North Carolina investor pleads guilty in real estate auction bid rigging scheme

North Carolina real estate investor Darren K. Phillips is facing a maximum sentence of 30 years in prison and a $1 million fine after pleading guilty to his role in committing mail fraud related to bid rigging at real estate auctions.

Phillips is the second person to be charged in an ongoing federal antitrust investigation of fraud and bidding irregularities in certain real estate foreclosure auctions since 2010.

Phillips united with a group of real estate speculators to participate in a scheme to defraud institutions, homeowners and other select properties, according to authorities. They would then acquire money and property from financials through false and fraudulent pretenses or representations. 

The goal of the conspiracy was the fraudulently acquire titles to foreclosure properties offered through public auctions at suppressed prices in order to make and receive payoffs from co-conspirators and to avert the money away from financial institutions, homeowners and other foreclosure properties. 

As a result, mortgage holders received a lower price for the foreclosure property.

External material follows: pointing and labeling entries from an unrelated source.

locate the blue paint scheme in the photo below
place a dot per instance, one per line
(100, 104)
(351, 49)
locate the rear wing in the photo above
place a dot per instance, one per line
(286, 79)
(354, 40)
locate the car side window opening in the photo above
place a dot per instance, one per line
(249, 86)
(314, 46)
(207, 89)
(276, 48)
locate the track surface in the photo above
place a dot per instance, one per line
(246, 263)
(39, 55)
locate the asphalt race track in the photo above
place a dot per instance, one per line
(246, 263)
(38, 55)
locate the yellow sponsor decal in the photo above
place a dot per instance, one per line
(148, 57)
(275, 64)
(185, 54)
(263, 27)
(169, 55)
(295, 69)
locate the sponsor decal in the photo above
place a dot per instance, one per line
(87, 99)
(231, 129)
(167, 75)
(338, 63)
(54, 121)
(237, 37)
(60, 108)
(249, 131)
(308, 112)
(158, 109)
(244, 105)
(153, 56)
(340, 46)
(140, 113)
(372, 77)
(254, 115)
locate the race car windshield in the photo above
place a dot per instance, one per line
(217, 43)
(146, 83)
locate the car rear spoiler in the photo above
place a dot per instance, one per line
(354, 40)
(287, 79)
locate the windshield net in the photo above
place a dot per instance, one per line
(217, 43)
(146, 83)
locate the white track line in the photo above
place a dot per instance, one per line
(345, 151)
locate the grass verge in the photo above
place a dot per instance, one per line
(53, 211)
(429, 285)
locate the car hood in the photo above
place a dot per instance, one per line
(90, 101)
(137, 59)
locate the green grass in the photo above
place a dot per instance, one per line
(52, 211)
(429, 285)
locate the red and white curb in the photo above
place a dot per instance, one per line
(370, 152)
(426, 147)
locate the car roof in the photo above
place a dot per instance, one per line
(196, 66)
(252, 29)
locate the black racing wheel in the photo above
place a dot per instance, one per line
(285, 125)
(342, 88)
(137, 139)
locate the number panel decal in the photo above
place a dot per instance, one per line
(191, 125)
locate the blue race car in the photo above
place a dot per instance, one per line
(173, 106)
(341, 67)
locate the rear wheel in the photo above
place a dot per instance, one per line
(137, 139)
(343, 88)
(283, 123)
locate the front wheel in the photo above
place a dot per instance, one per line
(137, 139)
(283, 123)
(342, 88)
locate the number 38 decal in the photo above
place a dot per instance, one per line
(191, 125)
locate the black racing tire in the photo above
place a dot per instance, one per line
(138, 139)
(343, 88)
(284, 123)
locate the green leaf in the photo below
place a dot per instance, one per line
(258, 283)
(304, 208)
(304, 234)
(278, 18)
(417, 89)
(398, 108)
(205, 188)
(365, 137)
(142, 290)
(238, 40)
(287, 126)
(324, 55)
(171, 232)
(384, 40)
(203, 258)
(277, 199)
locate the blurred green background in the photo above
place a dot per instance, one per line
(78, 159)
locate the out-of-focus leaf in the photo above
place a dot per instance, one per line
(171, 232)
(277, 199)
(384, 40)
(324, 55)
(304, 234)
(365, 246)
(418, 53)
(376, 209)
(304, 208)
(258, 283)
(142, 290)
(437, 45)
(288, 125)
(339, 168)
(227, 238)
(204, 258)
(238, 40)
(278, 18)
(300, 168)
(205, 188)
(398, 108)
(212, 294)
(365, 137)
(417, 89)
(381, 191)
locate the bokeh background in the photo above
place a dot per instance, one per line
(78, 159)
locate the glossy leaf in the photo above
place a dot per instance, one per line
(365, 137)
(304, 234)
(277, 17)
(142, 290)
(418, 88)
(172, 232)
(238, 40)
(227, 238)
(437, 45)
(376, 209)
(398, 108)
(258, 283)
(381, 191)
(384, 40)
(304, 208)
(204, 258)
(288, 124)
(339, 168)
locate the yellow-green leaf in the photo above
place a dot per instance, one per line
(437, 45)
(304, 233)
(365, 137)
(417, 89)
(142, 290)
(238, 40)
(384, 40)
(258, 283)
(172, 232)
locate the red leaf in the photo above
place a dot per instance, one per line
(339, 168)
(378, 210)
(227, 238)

“By artificially suppressing auction prices through payoffs and other illegal actions, the conspirators profited at the expense of homeowners and financial institutions,” said Scott D. Hammond, deputy assistant attorney general in charge of the antitrust division’s criminal enforcement program at the Department of Justice.  

“The division will continue to work with our law enforcement partners to investigate anti-competitive practices in real estate foreclosure auctions in North Carolina and elsewhere,” he said.